There was a Volkswagen Microbus painted up as an ambulance standing in the gravel drive, a Saab 99 parked around the side of the house. We walked up the half-dozen wooden steps on to the porch and I rang the bell. There were a couple of weather-worn old rocking-chairs out there, where maybe you sat on a summer evening and dreamed of the dry martinis and whisky sours gone by for ever. Or maybe not; when you got close to the house, you could see that every window, right to the top, was barred.

The door opened with a complicated clicking and clacking of locks and a matronly woman in crisp white uniform stared woodenly out at us.

Kari said something quick in Norwegian, then introduced me. No handshake, just a brief starched nod. Then we switched to English.

'We would like to visit Engineer Nygaard,' the girl explained. 'We are friends.'

'We do not have visitors in the morning.'

'We have come from Bergen,' Kari explained.

'If you had telephoned you would have been told. You should have telephoned.'

I chipped in my piece, 'Sorry, that's my fault. I've come from London in a bit of a hurry. Can I have a word with Doctor Rasmussen?'

Somewhere inside the house somebody screamed. Not just in pain; a long, wavering, sobbing howl of simple terror that practically tore off my scalp.
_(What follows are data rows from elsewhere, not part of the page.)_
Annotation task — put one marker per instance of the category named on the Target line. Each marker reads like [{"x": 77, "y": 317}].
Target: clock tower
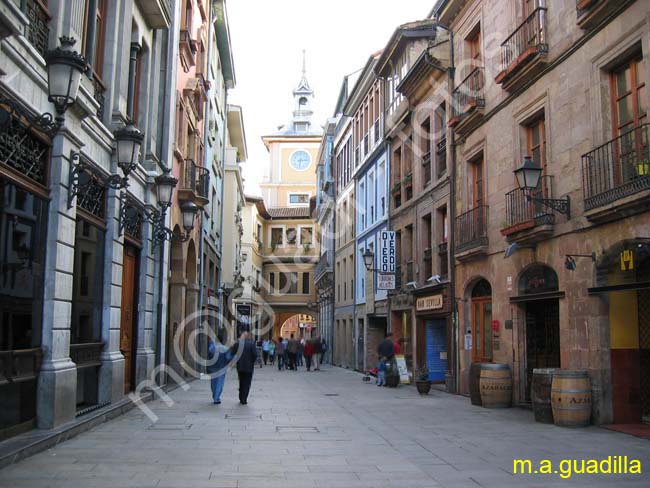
[{"x": 290, "y": 180}]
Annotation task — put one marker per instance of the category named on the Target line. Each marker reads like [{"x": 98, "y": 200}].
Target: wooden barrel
[
  {"x": 496, "y": 385},
  {"x": 571, "y": 398},
  {"x": 540, "y": 394},
  {"x": 474, "y": 387}
]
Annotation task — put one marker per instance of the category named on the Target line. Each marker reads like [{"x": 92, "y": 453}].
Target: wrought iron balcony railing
[
  {"x": 471, "y": 229},
  {"x": 523, "y": 210},
  {"x": 196, "y": 179},
  {"x": 38, "y": 31},
  {"x": 531, "y": 34},
  {"x": 617, "y": 169},
  {"x": 469, "y": 93}
]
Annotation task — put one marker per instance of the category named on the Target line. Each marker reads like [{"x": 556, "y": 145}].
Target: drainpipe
[
  {"x": 452, "y": 216},
  {"x": 202, "y": 231}
]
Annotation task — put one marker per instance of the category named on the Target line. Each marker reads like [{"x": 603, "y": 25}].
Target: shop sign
[
  {"x": 627, "y": 260},
  {"x": 387, "y": 253},
  {"x": 433, "y": 302},
  {"x": 385, "y": 281}
]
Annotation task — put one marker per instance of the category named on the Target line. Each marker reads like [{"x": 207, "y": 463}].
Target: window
[
  {"x": 293, "y": 283},
  {"x": 473, "y": 42},
  {"x": 628, "y": 96},
  {"x": 283, "y": 282},
  {"x": 292, "y": 234},
  {"x": 476, "y": 168},
  {"x": 87, "y": 284},
  {"x": 306, "y": 235},
  {"x": 276, "y": 236},
  {"x": 298, "y": 199}
]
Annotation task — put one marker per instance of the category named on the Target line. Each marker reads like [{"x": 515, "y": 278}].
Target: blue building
[{"x": 371, "y": 177}]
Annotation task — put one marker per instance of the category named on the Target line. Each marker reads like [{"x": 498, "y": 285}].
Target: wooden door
[{"x": 127, "y": 321}]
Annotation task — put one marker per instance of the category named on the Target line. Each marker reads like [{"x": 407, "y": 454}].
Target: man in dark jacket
[
  {"x": 386, "y": 349},
  {"x": 245, "y": 365}
]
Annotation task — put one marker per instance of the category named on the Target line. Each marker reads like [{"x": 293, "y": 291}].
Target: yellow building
[{"x": 290, "y": 235}]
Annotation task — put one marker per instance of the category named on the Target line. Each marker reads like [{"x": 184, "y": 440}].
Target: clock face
[{"x": 300, "y": 160}]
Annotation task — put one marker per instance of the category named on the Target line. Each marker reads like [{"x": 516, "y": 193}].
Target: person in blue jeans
[
  {"x": 381, "y": 373},
  {"x": 217, "y": 366}
]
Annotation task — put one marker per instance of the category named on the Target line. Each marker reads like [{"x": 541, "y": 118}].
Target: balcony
[
  {"x": 471, "y": 233},
  {"x": 195, "y": 184},
  {"x": 469, "y": 103},
  {"x": 443, "y": 254},
  {"x": 157, "y": 13},
  {"x": 590, "y": 13},
  {"x": 523, "y": 53},
  {"x": 39, "y": 17},
  {"x": 616, "y": 176},
  {"x": 426, "y": 167},
  {"x": 529, "y": 222},
  {"x": 323, "y": 267}
]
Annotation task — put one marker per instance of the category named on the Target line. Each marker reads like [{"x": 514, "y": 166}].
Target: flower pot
[
  {"x": 424, "y": 387},
  {"x": 643, "y": 168}
]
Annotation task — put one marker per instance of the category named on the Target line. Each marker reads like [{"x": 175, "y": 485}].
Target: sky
[{"x": 268, "y": 38}]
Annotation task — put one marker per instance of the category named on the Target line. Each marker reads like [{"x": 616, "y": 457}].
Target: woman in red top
[{"x": 308, "y": 353}]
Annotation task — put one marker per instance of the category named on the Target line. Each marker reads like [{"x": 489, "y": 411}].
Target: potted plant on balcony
[
  {"x": 643, "y": 167},
  {"x": 422, "y": 381}
]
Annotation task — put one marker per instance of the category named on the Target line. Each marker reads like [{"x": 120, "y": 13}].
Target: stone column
[
  {"x": 111, "y": 372},
  {"x": 57, "y": 381}
]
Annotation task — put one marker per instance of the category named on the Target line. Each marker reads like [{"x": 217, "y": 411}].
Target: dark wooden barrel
[
  {"x": 496, "y": 385},
  {"x": 540, "y": 394},
  {"x": 571, "y": 398},
  {"x": 474, "y": 386}
]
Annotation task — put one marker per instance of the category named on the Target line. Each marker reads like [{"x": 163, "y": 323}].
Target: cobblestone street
[{"x": 320, "y": 429}]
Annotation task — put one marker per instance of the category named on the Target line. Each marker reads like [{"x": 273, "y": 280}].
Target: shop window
[{"x": 87, "y": 283}]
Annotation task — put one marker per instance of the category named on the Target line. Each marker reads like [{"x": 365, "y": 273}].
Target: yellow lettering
[
  {"x": 565, "y": 469},
  {"x": 522, "y": 466},
  {"x": 545, "y": 466},
  {"x": 606, "y": 465},
  {"x": 592, "y": 466}
]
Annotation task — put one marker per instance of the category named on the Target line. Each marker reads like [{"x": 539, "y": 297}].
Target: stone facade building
[
  {"x": 562, "y": 84},
  {"x": 80, "y": 280}
]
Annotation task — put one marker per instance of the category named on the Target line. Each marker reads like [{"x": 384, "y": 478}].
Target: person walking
[
  {"x": 301, "y": 352},
  {"x": 265, "y": 350},
  {"x": 217, "y": 366},
  {"x": 279, "y": 352},
  {"x": 245, "y": 364},
  {"x": 309, "y": 352},
  {"x": 292, "y": 349},
  {"x": 318, "y": 350}
]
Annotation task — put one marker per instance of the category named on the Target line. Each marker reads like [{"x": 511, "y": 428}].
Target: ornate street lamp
[
  {"x": 64, "y": 69},
  {"x": 165, "y": 184},
  {"x": 129, "y": 141},
  {"x": 528, "y": 178}
]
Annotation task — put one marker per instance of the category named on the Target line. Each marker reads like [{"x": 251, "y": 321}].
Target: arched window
[
  {"x": 538, "y": 279},
  {"x": 482, "y": 321}
]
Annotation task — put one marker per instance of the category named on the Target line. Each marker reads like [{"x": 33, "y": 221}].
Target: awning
[
  {"x": 549, "y": 295},
  {"x": 641, "y": 285}
]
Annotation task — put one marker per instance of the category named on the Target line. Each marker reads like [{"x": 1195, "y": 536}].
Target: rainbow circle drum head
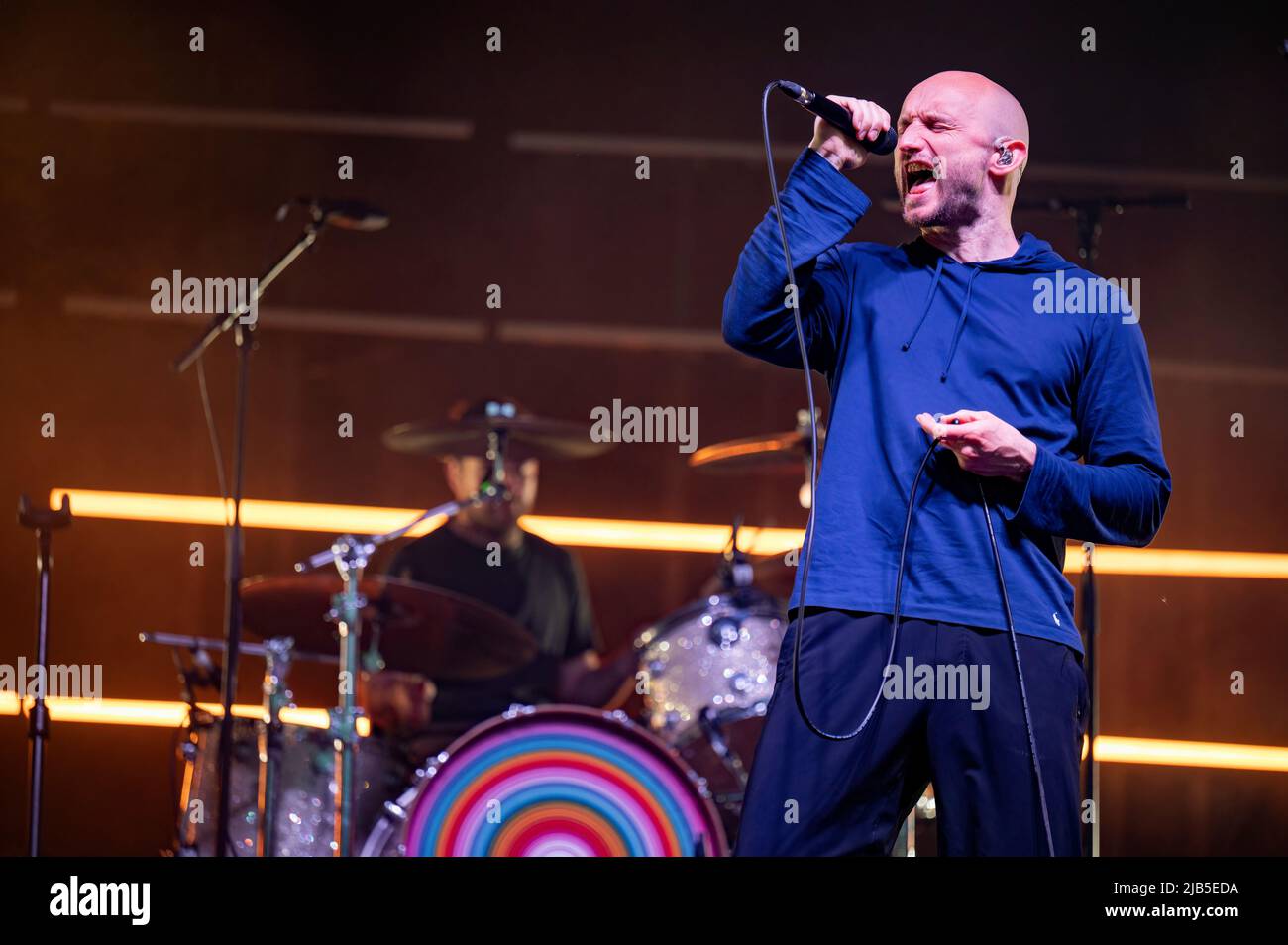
[{"x": 561, "y": 781}]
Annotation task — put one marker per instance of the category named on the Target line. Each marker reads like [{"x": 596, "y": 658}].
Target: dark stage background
[{"x": 519, "y": 170}]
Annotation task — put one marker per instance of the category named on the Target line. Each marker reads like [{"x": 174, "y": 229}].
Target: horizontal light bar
[
  {"x": 1109, "y": 748},
  {"x": 613, "y": 533},
  {"x": 163, "y": 714},
  {"x": 1155, "y": 751}
]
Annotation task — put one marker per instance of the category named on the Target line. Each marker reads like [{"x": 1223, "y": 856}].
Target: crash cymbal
[
  {"x": 527, "y": 435},
  {"x": 776, "y": 452},
  {"x": 416, "y": 627}
]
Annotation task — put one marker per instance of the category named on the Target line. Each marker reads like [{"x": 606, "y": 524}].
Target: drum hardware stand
[
  {"x": 1091, "y": 773},
  {"x": 206, "y": 674},
  {"x": 277, "y": 666},
  {"x": 243, "y": 338},
  {"x": 349, "y": 554},
  {"x": 713, "y": 731},
  {"x": 44, "y": 522}
]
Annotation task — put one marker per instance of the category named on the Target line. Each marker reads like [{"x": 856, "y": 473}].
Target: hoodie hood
[{"x": 1031, "y": 255}]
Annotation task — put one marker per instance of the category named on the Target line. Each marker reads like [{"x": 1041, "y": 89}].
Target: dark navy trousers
[{"x": 812, "y": 797}]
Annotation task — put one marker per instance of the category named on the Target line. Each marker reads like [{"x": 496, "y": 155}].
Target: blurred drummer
[{"x": 483, "y": 554}]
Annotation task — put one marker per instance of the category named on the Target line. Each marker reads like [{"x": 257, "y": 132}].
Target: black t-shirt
[{"x": 537, "y": 583}]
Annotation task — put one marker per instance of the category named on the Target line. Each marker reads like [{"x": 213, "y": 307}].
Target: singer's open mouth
[{"x": 918, "y": 176}]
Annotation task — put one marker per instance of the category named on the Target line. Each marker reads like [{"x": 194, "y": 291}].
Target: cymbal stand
[{"x": 349, "y": 554}]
But not with matron. She cocked her head and listened thoughtfully, like somebody trying to identify a tricky bird-call. Feet clattered on the stairs and a door slammed.

She sighed briefly. 'I will see if the doctor can speak with you. But he is very busy. Please to come in and wait.'

We waited in a big, bright, well-furnished room that still had that impersonal look you get in even the best of doctors' waiting-rooms. The pile of magazines, the chairs arranged so you didn't have to chat to anybody else waiting there, the carefully placed ashtrays.